International custom and international treaty

The connection between these two sources of IPP is as follows:

  • In most cases, the international custom is prescribed on a contractual basis, that is, confirmed in an agreement that the states have concluded.
  • An international agreement can become an international custom.
  • Custom can act as a supplement to an interstate agreement and make appropriate changes and amendments to it in the application of certain provisions.

Legal precedents

The next source of IPP is the judicial precedent.

Case law is a system based on norms formulated in judgments of the judiciary. Today, this legal industry has gained the greatest popularity in those states that used to belong to the British Empire. Among them are Canada, the United States of America, Great Britain, Australia, New Zealand.

In historical aspect, case law is the unification of common and just law, which was practiced in England about 650 years ago. The judicial bodies were characterized by flexibility and some creativity in the approaches used to assess the circumstances of the record keeping in fact. The common law courts were characterized by a more conservative and traditional approach to the procedure for resolving conflicts and issuing resolutions. It is the latter that forms the basis of modern case law.

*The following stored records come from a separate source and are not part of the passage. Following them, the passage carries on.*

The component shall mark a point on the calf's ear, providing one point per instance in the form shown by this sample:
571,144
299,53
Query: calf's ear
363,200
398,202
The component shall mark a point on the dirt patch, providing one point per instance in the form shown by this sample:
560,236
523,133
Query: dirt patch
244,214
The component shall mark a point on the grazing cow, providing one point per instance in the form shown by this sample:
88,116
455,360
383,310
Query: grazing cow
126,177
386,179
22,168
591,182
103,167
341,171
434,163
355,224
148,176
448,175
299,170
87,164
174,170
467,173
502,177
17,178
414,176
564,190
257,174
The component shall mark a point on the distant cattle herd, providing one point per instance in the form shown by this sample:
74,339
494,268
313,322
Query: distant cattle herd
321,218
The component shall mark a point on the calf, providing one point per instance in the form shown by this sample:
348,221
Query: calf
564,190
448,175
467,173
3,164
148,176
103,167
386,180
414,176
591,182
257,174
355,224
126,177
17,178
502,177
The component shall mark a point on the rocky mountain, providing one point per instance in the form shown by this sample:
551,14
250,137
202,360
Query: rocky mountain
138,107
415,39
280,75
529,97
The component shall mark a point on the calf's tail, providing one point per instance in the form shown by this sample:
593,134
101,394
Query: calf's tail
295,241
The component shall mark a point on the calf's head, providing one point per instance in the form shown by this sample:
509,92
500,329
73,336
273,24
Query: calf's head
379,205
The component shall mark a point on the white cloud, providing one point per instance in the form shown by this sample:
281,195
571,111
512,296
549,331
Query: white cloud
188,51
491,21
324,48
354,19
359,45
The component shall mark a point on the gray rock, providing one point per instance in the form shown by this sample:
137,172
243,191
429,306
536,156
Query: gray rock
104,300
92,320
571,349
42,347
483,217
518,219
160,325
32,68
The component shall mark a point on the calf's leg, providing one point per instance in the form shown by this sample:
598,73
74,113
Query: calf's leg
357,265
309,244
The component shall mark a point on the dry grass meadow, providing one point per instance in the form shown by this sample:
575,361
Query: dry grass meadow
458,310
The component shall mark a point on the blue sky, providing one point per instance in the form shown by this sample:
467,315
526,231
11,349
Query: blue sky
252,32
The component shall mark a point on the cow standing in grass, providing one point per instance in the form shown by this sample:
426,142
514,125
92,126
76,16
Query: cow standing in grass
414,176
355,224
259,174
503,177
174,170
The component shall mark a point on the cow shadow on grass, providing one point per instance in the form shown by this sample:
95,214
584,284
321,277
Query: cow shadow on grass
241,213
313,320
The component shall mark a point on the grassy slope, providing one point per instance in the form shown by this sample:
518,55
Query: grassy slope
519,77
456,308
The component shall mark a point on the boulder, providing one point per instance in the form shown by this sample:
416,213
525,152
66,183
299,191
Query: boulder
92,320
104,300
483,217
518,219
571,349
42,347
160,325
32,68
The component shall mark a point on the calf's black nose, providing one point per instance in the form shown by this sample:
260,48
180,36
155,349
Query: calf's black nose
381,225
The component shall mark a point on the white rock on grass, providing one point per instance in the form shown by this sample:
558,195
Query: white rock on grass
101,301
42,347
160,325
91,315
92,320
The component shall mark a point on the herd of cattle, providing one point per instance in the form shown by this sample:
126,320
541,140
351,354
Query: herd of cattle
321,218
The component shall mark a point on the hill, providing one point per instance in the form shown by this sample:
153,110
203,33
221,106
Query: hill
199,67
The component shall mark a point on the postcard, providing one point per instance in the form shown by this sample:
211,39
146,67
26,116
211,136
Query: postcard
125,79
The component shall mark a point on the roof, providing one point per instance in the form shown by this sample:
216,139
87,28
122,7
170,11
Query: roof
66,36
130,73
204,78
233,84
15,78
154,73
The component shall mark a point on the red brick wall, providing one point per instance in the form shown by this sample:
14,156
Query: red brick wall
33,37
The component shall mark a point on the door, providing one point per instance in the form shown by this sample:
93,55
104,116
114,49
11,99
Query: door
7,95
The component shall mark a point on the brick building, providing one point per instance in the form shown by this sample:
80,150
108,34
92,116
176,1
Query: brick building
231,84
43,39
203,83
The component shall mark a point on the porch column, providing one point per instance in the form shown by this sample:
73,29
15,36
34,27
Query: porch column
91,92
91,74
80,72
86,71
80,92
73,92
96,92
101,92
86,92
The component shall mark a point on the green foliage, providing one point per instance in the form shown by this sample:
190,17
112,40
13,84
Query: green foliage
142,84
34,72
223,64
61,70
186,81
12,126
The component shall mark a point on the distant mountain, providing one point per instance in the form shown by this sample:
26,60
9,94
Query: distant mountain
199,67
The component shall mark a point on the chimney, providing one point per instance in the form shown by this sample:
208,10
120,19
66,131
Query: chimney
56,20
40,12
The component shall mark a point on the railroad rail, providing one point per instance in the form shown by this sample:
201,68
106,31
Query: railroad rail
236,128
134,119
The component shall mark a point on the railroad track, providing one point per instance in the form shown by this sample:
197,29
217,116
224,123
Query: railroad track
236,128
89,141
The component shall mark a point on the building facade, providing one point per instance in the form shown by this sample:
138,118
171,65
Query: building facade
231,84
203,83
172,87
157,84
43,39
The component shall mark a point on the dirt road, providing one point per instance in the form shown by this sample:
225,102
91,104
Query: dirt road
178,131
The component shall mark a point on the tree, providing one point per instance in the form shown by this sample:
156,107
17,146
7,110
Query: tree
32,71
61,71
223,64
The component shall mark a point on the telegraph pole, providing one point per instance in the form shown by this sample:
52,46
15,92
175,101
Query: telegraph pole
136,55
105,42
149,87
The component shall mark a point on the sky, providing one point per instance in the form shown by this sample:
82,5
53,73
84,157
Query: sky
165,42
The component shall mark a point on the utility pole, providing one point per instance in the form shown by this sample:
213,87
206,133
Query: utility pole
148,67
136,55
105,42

To "get involved" and begin to understand the essence of the law of judicial precedents, it is necessary to clarify the content of three categories that are identified in the Anglo-Saxon system by terminology of Latin origin and reveal the concept of sources of IPP: stare decisis, ratio decidenti and dictum.

  • Stare decisis. In the literal translation means "stick to the solution." This is the principle, which emphasizes the importance of the decision rendered by the judicial authority, and its compulsory execution. At the same time, an absolutely identical verdict was issued at subsequent resolutions of similar cases.
  • Ratio decidenti. The bodies acting in accordance with the case law take into account the court decision not completely, but only partially. And to be more specific, it is only the part in which the fundamental legal provisions are defined, based on the content of which the verdict itself was pronounced.
  • Dictum. They are insignificant statements, notes, comments, remarks that influenced the judicial decision indirectly, since they did not create its legal basis.

It is difficult to determine independently which of the above components is contained in a specific court decision.